Faith looked at her sister, her soft brown eyes full of mild surprise.

"Oh, I don't know. I don't suppose Dr. Gray can tell to a few weeks, or even months. A lot depends on how quiet she keeps. He said that perhaps by next spring or summer she would be quite well again, and able to go about."

"Oh!" Audrey's face fell, but before she could say anything more, Faith opened a door and in another moment Audrey was in her mother's arms.

"Oh, my dear, my dear, I am so glad to see you. I hardly realised what a great big daughter I possessed. How you have grown, Audrey, and how nice you look, darling. You are going to be tall, like your father, and you have his features." Audrey's face brightened, fond as she was of her mother, it was her father she wished to resemble.
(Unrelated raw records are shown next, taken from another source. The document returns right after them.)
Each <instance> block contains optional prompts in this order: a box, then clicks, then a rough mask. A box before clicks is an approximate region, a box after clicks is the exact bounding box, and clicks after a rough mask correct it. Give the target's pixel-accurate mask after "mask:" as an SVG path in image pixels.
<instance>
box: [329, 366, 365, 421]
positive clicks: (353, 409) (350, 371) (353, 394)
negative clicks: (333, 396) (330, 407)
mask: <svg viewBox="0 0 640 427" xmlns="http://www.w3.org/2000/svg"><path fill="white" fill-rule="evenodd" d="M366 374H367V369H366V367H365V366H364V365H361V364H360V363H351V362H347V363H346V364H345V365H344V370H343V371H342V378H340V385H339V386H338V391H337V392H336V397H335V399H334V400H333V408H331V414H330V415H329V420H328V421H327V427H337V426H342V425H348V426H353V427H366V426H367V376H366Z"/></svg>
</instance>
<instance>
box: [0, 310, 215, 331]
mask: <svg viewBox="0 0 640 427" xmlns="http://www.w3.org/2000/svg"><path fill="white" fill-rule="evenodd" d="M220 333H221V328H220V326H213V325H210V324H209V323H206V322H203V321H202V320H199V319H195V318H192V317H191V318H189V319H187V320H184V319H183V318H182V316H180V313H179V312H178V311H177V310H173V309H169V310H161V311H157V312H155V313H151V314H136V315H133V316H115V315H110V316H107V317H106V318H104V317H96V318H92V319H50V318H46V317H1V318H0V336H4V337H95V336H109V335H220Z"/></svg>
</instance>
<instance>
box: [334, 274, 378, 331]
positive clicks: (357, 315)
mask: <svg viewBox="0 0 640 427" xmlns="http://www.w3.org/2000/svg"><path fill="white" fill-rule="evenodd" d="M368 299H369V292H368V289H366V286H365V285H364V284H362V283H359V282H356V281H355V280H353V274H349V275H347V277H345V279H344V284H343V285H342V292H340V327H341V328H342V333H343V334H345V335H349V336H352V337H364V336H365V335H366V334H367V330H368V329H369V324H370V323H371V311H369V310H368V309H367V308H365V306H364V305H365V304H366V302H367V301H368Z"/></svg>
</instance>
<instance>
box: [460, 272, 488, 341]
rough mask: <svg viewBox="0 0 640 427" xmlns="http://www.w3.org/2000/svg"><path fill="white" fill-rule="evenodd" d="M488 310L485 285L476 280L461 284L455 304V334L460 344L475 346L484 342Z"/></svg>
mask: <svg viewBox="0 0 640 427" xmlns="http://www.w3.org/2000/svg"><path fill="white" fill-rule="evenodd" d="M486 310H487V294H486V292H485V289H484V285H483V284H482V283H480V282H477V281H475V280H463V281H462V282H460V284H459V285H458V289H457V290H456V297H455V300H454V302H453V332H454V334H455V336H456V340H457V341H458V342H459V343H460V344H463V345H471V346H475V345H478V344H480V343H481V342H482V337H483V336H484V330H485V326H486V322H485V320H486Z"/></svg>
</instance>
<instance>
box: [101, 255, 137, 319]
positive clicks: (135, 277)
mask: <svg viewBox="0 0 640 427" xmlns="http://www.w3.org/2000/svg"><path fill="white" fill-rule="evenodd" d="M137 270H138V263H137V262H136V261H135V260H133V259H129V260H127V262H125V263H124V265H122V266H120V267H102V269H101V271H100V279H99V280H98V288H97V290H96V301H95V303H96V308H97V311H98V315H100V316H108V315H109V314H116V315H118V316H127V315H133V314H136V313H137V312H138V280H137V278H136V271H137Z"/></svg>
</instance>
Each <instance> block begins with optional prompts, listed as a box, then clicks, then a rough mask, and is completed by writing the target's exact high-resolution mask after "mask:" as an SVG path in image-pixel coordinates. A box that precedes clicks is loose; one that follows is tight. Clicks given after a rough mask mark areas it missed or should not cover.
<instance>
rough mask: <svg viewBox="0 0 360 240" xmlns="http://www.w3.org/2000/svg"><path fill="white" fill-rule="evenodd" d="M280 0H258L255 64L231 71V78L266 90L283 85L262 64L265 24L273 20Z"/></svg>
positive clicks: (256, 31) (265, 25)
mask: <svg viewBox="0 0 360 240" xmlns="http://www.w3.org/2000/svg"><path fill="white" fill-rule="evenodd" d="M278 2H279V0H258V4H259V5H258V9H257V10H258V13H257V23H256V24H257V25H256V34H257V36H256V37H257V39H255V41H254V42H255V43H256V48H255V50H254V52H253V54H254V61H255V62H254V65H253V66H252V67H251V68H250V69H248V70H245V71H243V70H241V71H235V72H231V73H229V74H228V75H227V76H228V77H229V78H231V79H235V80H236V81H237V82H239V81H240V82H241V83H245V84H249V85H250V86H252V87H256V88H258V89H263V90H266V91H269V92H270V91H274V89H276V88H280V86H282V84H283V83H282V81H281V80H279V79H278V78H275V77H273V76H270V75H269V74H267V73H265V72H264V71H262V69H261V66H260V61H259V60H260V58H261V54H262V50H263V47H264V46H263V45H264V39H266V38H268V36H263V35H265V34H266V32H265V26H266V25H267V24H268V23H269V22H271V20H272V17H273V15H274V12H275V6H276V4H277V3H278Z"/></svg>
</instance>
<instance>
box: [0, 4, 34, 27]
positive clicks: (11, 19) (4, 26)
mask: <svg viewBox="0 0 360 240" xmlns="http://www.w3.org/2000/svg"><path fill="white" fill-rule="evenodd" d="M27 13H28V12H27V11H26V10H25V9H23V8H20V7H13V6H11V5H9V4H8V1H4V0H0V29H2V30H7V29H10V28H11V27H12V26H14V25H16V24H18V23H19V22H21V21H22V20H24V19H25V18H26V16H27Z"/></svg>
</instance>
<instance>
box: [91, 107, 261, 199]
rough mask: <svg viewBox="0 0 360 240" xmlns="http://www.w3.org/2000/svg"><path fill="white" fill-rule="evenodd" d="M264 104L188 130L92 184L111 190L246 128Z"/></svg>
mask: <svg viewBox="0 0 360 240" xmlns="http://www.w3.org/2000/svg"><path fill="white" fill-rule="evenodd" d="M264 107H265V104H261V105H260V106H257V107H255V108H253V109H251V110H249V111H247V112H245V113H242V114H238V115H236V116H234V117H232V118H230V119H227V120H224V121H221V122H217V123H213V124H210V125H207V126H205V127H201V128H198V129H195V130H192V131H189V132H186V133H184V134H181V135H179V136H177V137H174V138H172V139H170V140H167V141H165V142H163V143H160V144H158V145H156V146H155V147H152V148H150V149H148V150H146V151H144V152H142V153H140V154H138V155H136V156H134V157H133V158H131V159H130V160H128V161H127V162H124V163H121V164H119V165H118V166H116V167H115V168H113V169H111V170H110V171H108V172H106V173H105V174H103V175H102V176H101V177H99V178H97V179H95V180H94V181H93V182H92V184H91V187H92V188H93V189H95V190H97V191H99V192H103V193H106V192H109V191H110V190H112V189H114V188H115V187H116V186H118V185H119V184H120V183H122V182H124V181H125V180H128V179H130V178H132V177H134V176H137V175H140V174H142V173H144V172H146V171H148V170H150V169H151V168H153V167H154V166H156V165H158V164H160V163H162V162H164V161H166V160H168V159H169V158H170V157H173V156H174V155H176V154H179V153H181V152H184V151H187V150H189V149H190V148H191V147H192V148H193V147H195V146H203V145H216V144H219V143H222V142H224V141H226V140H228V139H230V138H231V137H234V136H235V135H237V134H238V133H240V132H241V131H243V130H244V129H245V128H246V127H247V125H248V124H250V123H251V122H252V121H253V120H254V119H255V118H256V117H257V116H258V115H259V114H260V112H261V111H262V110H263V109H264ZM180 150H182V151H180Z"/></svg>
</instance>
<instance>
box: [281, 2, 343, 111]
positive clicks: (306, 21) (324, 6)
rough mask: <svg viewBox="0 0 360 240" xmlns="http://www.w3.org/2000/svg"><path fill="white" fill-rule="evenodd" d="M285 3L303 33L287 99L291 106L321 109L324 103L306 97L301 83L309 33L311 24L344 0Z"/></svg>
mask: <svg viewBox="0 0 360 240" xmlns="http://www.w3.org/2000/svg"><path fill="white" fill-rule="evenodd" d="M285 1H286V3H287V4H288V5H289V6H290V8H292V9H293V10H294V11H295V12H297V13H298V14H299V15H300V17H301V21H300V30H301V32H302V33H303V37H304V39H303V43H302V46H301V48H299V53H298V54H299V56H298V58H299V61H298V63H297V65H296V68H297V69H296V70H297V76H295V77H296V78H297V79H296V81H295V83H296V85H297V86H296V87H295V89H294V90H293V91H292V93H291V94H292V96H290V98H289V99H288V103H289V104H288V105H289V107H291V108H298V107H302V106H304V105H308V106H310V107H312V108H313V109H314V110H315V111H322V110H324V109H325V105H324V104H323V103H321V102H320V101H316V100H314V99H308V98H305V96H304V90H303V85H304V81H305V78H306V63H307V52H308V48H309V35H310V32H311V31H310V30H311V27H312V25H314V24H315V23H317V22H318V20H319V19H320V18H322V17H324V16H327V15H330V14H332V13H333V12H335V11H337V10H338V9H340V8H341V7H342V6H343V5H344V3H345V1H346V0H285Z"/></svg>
Faith had her mother's short tip-tilted nose and big brown eyes, and Audrey had many times envied her the latter, but if she herself had her father's straight nose and aristocratic features, she felt she would not grudge Faith her pretty eyes. Faith was short too--as her mother was--a soft, sweet dumpling of a girl. Audrey admired tall people.

She glanced about her mother's room interestedly and with a happier face.

Here, at any rate, all was comfortable and orderly. The litter that lay about was the litter of books and papers, which was what Audrey liked.

Perhaps things would not, after all, be as bad as at first they seemed.